Sie saßen noch keine fünf Minuten, als der Diener wieder einen Besuch meldete, und wie zum Verhängnis war es wieder ein kompromittierender Bekannter des Fürsten. Diesen kannte ich gut, d. h. ich hatte schon viel von ihm gehört, ich selbst aber war ihm völlig unbekannt. Es war das ein noch sehr junger Mann, übrigens doch schon dreiundzwanzigjährig, vorzüglich angezogen, aus guter Familie und ein sehr hübscher Junge, aber leider – gehörte er zur schlechten Gesellschaft. Vor einem Jahr war er noch Offizier in einem der vornehmsten Gardekavallerie-Regimenter gewesen, hatte aber dann aus zwingenden Gründen seinen Abschied nehmen müssen, und diese Gründe waren allen bekannt. Seine Verwandten mußten sogar in den Zeitungen bekanntmachen, daß sie für seine Schulden nicht hafteten, er aber führte sein Verschwenderleben unbehindert fort, verschaffte sich Geld zu zehn Prozent monatlich, spielte fürchterlich, wo er nur spielen konnte, und ruinierte sich für eine bekannte kleine Französin.

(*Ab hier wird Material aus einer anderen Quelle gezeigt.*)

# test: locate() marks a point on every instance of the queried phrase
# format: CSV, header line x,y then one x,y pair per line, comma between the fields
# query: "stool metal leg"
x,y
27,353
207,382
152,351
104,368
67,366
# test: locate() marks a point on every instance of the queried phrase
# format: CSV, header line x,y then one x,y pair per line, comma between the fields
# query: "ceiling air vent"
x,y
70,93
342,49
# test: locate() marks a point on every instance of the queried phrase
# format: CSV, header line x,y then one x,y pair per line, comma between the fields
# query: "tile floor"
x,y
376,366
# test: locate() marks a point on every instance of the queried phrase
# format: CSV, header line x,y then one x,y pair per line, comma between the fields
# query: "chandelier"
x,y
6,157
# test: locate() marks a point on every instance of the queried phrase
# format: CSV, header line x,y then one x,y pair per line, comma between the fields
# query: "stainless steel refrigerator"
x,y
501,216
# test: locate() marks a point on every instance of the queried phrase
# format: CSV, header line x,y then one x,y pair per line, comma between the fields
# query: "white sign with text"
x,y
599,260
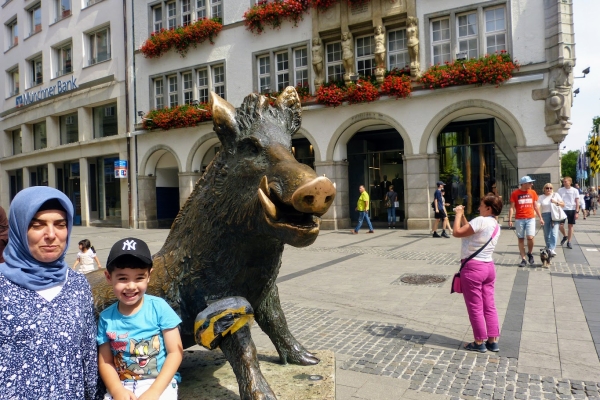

Vor einer Woche hatte er wieder Glück gehabt und an einem einzigen Abend an die zwölftausend Rubel gewonnen, so war er jetzt wieder obenauf. Mit dem Fürsten stand er auf freundschaftlichem Fuß: sie spielten oft gemeinschaftlich; aber der Fürst zuckte zusammen, als er ihn erblickte, ich sah das von meinem Platze aus. Dieser junge Mann benahm sich überall so, als wäre er bei sich zu Hause, sprach laut und lustig, sprach alles aus, was ihm in den Kopf kam, genierte sich nie und wäre natürlich auch im Traum nicht darauf verfallen, daß unser Fürst sich vor dem hohen Gast seiner übrigen Bekannten schämte.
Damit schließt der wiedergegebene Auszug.